Nous essayons créer un mouvement positif grâce aux ventes de billets et aussi grâce aux ventes physiques de l’enregistrement comme les vinyle ou les CD . Cette idée est venue du monde du football, par exemple Marcus Rashford qui joue pour Manchester United, a lancé un programme avec le gouvernement pour aider à nourrir les enfants avec des repas scolaires gratuits. Il a réussi à s’allier avec gouvernement pour lancer ce genre d’opération  et je pense que si quelqu’un de ce calibre dans le monde du football peut faire un changement positif et un impact au Royaume-Uni et dans le monde, pourquoi pas les musiciens ? Nous essayons donc de le faire et de faire correspondre les deux univers et espérons que nous aurons un impact.

Pozzo Live : Je suis surpris par la façon dont vous pensez parce qu’en France, il n’y a pas de connexion notable entre le football et le milieu de la musique ou des programmes d’aide. Le football est vraiment isolé. De nombreux joueurs de football utilisent leur renommée pour faire des choses différentes et avec certaines associations, mais pas à la même échelle. Je pense que le monde du football ne consacre pas suffisamment de temps à de telles causes.

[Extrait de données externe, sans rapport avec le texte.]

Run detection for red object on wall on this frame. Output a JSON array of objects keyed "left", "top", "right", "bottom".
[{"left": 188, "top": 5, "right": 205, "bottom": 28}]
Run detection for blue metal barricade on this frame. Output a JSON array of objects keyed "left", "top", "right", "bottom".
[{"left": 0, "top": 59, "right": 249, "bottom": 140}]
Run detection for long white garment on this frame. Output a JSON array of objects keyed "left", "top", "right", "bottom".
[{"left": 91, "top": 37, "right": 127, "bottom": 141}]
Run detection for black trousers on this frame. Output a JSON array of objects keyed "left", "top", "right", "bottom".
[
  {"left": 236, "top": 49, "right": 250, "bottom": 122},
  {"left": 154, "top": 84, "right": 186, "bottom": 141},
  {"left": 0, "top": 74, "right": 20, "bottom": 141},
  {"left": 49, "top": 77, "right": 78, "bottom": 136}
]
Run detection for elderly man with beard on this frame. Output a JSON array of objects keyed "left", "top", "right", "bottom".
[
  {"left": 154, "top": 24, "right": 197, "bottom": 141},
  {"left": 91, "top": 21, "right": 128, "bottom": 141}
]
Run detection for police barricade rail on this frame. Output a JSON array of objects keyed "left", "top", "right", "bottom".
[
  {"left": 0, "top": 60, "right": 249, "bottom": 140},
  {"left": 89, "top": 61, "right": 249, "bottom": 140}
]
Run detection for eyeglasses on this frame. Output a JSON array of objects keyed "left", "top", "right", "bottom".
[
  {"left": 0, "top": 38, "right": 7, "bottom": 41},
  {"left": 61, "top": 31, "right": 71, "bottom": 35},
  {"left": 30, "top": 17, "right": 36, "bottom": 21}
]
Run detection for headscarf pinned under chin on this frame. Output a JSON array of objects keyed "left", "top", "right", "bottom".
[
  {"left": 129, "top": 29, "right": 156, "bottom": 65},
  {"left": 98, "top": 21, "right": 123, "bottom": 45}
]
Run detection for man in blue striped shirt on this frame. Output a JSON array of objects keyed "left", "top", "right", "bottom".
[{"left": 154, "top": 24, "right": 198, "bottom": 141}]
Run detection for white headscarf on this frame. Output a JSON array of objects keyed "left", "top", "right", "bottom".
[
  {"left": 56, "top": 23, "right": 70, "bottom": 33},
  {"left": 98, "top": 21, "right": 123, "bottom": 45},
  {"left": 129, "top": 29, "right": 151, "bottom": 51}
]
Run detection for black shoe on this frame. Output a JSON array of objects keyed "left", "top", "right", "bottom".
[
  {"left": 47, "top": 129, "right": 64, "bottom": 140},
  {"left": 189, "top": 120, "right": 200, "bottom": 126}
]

Conrad Ellis : C’est différent partout où nous allons, et en sortant le football de l’équation, le fait que quelqu’un qui d’assez haut dans l’échelle sociale puisse faire un impact comme ça est incroyable. Cela aurait pu être un acteur ou un peintre, cela aurait pu être un musicien, mais ce n’était pas un musicien et c’est là ou je veux en venir, c’est que pour moi les musiciens ne font pas assez. C’est ce que nous essayons de compenser avec ce deuxième enregistrement, avec les chansons que nous avons écrites et la campagne qui en découlera. Et c’est ce que je veux dire par là, donc nous pouvons sortir le football de l’équation et voir s’il y a simplement l’acte de gentillesse et la bonne volonté active de certaines personnes haut placées.

Pozzo Live : Le football rassemble tellement de gens et a le pouvoir de mettre certaines choses comme ça au premier plan et de les mettre devant les yeux des gens, mais ils ne l’utilisent pas autant que ça. C’est génial que des gens comme vous et d’autres organisations le fassent de cette façon.

Conrad Ellis : Merci, j’apprécie beaucoup.

Pozzo Live : La dernière question est comme une question de signature que nous posons à tout le monde. Quel groupe ou artiste nous conseillez-vous d’interviewer la prochaine fois ? Qui vous voulez.

Conrad Ellis : Le groupe de mon meilleur ami a récemment joué ici à Paris au Supersonic il n’y a pas si longtemps. Ils ont joué à une nuit best of rock psychédélique britannique. Ils s’appellent Deja Vega, allez écouter !

Merci à Conrad Ellis pour son temps et merci à Replica Promotion.
Interview réalisée à Paris le 15 février 2023.